We sang at the chapel annexed to the home every morning. We understood that this was the humans’ moon, the place for howling beyond purpose. Not for mating, not for hunting, not for fighting, not for anything but the sound itself. And we’d howl along with the choir, hurling every pitted thing within us at the stained glass. “Sotto voce.” The nuns would frown. But you could tell that they were pleased.

Stage 4: As a more thorough understanding of the host culture is acquired, your students will begin to feel more comfortable in their new environment. Your students feel more at home, and their self-confidence grows. Everything begins to make sense.

“Hey, Claudette,” Jeanette growled to me on the day before the ball. “Have you noticed that everything’s beginning to make sense?”

Before I could answer, Mirabella sprang out of the hall closet and snapped through Jeanette’s homework binder. Pages and pages of words swirled around the stone corridor, like dead leaves off trees.

“What about you, Mirabella?” Jeanette asked politely, stooping to pick up her erasers. She was the only one of us who would still talk to Mirabella; she was high enough in the rankings that she could afford to talk to the scruggliest wolf-girl. “Has everything begun to make more sense, Mirabella?”

Mirabella let out a whimper. She scratched at us and scratched at us, raking her nails along our shins so hard that she drew blood. Then she rolled belly-up on the cold stone floor, squirming on a bed of spelling-bee worksheets. Above us, small pearls of light dotted the high, tinted window.

Jeanette frowned. “You are a late bloomer, Mirabella! Usually, everything’s begun to make more sense by Month Twelve at the latest.” I noticed that she stumbled on the word
bloomer.
HraaaHA! Jeanette could never fully shake our accent. She’d talk like that her whole life, I thought with a gloomy satisfaction, each word winced out like an apology for itself.

“Claudette, help me,” she yelped.
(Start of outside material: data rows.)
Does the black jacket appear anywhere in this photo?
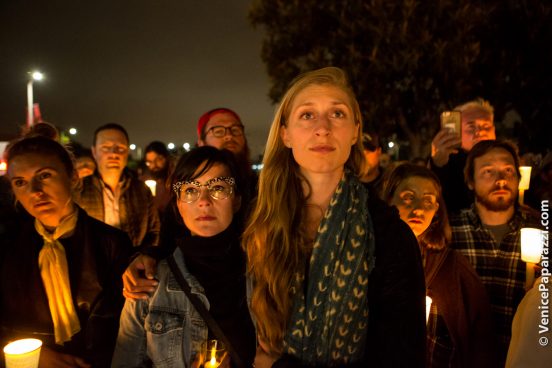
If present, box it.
[0,208,132,367]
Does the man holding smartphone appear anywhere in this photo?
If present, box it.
[430,99,496,213]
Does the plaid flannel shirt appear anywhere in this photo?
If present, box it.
[74,170,161,247]
[450,205,540,359]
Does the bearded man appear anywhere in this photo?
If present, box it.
[450,140,539,366]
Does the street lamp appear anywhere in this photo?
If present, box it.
[27,71,44,127]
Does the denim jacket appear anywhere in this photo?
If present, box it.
[112,248,209,368]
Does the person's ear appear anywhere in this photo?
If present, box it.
[71,170,81,190]
[232,195,241,214]
[351,123,360,146]
[280,125,291,148]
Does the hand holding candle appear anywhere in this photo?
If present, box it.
[144,180,157,197]
[200,340,226,368]
[521,227,543,290]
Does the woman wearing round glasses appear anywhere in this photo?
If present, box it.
[113,147,255,367]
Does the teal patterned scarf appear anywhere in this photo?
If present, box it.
[284,172,375,366]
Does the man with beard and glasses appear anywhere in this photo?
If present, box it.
[197,107,257,211]
[119,107,257,299]
[144,141,174,215]
[75,123,160,247]
[450,140,539,366]
[429,99,496,215]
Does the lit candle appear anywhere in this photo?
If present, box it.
[518,166,531,204]
[426,295,433,323]
[521,227,543,290]
[145,180,157,197]
[4,339,42,368]
[204,345,219,368]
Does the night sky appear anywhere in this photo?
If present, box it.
[0,0,274,158]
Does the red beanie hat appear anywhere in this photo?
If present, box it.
[197,107,241,139]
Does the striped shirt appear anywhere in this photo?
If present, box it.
[450,205,539,359]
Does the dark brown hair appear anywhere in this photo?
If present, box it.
[4,136,75,177]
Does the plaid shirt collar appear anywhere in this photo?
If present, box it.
[467,203,524,231]
[94,168,130,193]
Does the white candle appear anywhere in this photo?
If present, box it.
[521,227,543,290]
[518,166,531,190]
[521,227,543,263]
[4,339,42,368]
[145,180,157,197]
[426,295,433,323]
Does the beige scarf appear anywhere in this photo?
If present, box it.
[35,211,80,345]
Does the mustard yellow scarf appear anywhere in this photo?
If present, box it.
[35,211,80,345]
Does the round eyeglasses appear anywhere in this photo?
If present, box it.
[173,176,236,203]
[206,124,243,138]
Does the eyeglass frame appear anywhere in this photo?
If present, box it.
[205,124,245,138]
[172,176,236,204]
[99,144,129,155]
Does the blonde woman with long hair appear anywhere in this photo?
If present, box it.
[243,67,425,368]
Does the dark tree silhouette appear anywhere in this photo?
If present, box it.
[249,0,552,156]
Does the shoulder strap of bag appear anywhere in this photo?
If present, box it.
[167,255,245,368]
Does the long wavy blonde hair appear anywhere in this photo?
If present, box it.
[243,67,364,353]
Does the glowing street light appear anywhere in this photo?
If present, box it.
[27,70,44,126]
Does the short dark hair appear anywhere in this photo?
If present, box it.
[382,163,451,249]
[92,123,130,146]
[464,140,521,186]
[4,136,75,177]
[144,141,169,157]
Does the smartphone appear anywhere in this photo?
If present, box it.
[441,111,462,135]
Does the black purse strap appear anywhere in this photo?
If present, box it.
[167,255,246,368]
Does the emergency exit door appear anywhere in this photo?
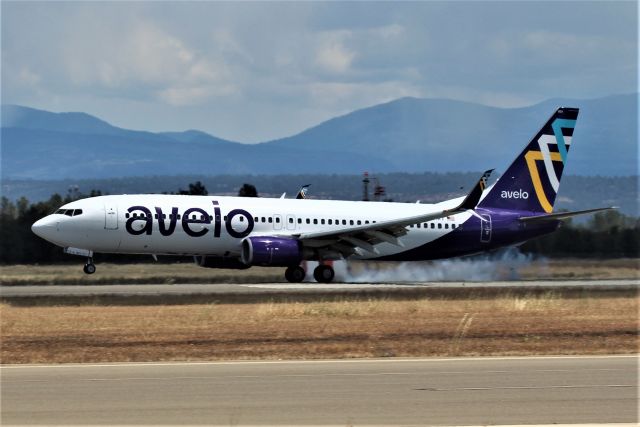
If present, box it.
[104,206,118,230]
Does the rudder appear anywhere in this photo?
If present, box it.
[478,108,579,213]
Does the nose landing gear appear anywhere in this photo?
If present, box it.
[82,258,96,274]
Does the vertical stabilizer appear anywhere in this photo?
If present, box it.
[478,108,578,213]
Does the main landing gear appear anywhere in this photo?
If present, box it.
[82,258,96,274]
[284,264,336,283]
[313,264,336,283]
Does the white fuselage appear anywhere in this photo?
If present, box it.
[33,195,470,258]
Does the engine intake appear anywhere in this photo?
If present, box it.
[240,236,302,267]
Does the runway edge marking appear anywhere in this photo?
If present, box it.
[0,354,640,369]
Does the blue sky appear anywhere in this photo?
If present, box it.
[0,1,638,142]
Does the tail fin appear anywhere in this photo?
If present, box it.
[478,108,578,213]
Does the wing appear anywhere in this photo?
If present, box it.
[293,169,493,258]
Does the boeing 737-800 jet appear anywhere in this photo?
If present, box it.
[32,108,610,283]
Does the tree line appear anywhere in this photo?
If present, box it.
[0,181,640,264]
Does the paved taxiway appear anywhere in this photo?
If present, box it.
[0,279,640,298]
[0,356,638,425]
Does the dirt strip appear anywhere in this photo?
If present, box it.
[0,290,640,364]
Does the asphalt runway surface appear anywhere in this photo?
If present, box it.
[0,279,640,298]
[0,356,638,425]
Mirabella had closed her jaws around Jeanette’s bald ankle and was dragging her towards the closet. “Please. Help me to mop up Mirabella’s mess.”

I ignored her and continued down the hall. I had only four more hours to perfect the Sausalito. I was worried only about myself. By that stage, I was no longer certain of how the pack felt about anything.
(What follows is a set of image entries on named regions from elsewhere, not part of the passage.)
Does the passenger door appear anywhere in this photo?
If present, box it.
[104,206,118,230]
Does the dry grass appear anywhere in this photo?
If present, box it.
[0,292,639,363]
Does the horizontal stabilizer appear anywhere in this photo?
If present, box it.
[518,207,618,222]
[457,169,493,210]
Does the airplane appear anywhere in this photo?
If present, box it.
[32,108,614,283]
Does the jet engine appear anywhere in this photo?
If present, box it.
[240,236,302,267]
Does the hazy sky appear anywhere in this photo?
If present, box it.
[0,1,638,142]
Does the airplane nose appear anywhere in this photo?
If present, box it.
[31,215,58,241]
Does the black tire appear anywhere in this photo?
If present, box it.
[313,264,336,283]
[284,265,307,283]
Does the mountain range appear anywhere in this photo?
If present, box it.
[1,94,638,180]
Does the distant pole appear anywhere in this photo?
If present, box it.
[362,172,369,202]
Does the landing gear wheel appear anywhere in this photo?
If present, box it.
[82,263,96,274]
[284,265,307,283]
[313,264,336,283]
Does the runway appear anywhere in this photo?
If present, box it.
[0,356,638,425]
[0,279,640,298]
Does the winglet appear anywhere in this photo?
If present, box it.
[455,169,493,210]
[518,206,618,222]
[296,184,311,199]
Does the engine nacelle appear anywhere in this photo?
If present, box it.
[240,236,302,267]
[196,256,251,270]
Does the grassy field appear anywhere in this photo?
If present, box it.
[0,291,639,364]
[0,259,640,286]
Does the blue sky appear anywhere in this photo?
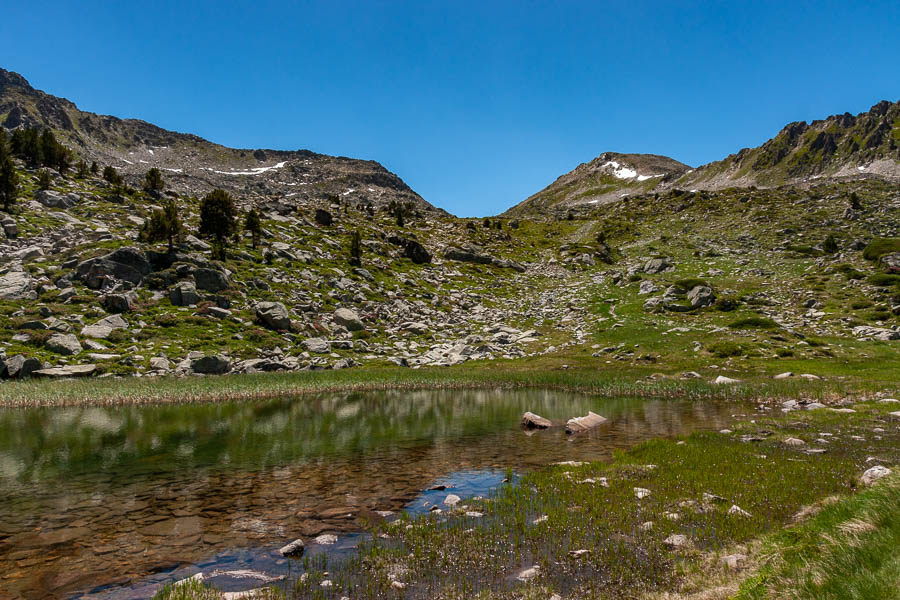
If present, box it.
[0,0,900,216]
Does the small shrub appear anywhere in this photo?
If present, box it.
[713,296,741,312]
[675,277,709,292]
[728,317,778,329]
[867,273,900,287]
[709,342,744,358]
[863,238,900,260]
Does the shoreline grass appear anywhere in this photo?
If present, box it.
[0,354,896,408]
[151,400,900,600]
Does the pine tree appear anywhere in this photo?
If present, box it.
[144,167,166,193]
[200,190,238,260]
[348,231,362,267]
[244,208,262,250]
[0,156,19,212]
[141,198,184,252]
[38,169,53,190]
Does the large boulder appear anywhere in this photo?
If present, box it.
[191,354,231,375]
[81,315,128,340]
[44,333,82,356]
[301,338,331,354]
[0,354,44,379]
[194,269,231,292]
[334,308,366,331]
[256,302,291,330]
[103,294,131,313]
[315,208,334,227]
[32,365,97,379]
[853,325,900,342]
[388,235,431,265]
[34,190,81,208]
[643,258,675,275]
[688,285,716,308]
[169,281,200,306]
[75,247,152,289]
[444,246,494,265]
[881,252,900,273]
[0,271,37,300]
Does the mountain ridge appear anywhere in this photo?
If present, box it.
[503,100,900,217]
[0,69,445,213]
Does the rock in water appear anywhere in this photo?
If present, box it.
[278,539,304,556]
[859,465,891,485]
[522,412,553,429]
[566,411,607,434]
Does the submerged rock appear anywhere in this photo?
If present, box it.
[566,411,607,434]
[278,539,305,556]
[522,412,553,429]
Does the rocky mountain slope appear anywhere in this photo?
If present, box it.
[0,69,442,212]
[504,152,690,217]
[675,100,900,189]
[0,69,900,381]
[504,101,900,217]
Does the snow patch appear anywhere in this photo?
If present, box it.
[207,161,287,175]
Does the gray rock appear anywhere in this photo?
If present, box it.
[34,190,81,208]
[169,281,200,306]
[522,412,553,429]
[256,302,291,330]
[150,356,172,371]
[103,294,131,313]
[643,258,675,274]
[75,248,152,289]
[300,338,331,354]
[32,365,97,379]
[0,354,44,379]
[0,271,37,300]
[191,354,231,375]
[688,285,716,308]
[194,269,231,293]
[852,325,900,342]
[638,279,659,295]
[334,308,366,331]
[44,333,82,356]
[879,252,900,273]
[278,539,304,556]
[315,208,334,226]
[859,465,891,485]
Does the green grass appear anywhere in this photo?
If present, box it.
[863,238,900,260]
[736,473,900,600]
[728,317,778,329]
[241,396,900,600]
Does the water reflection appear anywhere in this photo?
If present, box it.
[0,391,735,599]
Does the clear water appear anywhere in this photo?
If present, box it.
[0,390,742,600]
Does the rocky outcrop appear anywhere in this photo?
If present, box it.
[256,302,291,331]
[334,308,366,331]
[75,247,152,289]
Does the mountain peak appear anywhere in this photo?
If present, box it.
[504,152,690,216]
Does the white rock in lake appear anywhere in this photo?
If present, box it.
[316,533,337,546]
[859,465,891,485]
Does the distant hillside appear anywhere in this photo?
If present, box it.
[676,101,900,189]
[504,152,690,217]
[504,101,900,217]
[0,69,443,212]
At seven o’clock on the dot, Sister Ignatius blew her whistle and frog-marched us into the ball. The nuns had transformed the rectory into a very scary place. Purple and silver balloons started popping all around us. Black streamers swooped down from the eaves and got stuck in our hair like bats. A full yellow moon smirked outside the window. We were greeted by blasts of a saxophone, and fizzy pink drinks, and the brothers.

The brothers didn’t smell like our brothers anymore. They smelled like pomade and cold, sterile sweat. They looked like little boys. Someone had washed behind their ears and made them wear suspendered dungarees. Kyle used to be a blustery alpha male, BTWWWR!, chewing through rattlesnakes, spooking badgers, snatching a live trout out of a grizzly’s mouth. He stood by the punch bowl, looking pained and out of place.

“My stars!” I growled. “What lovely weather we’ve been having!”

“Yeees,” Kyle growled back. “It is beginning to look a lot like Christmas.” All around the room, boys and girls raised by wolves were having the same conversation. Actually, it had been an unseasonably warm and brown winter, and just that morning a freak hailstorm had sent Sister Josephina to an early grave. But we had only gotten up to Unit 7: Party Dialogue; we hadn’t yet learned the vocabulary for Unit 12: How to Tactfully Acknowledge Disaster. Instead, we wore pink party hats and sucked olives on little sticks, inured to our own strangeness.

The nuns swept our hair back into high, bouffant hairstyles. This made us look more girlish and less inclined to eat people, the way that squirrels are saved from looking like rodents by their poofy tails. I was wearing a white organdy dress with orange polka dots. Jeanette was wearing a mauve organdy dress with blue polka dots. Linette was wearing a red organdy dress with white polka dots. Mirabella was in a dark corner, wearing a muzzle. Her party culottes were duct-taped to her knees. The nuns had tied little bows on the muzzle to make it more festive. Even so, the jazz band from West Toowoomba kept glancing nervously her way.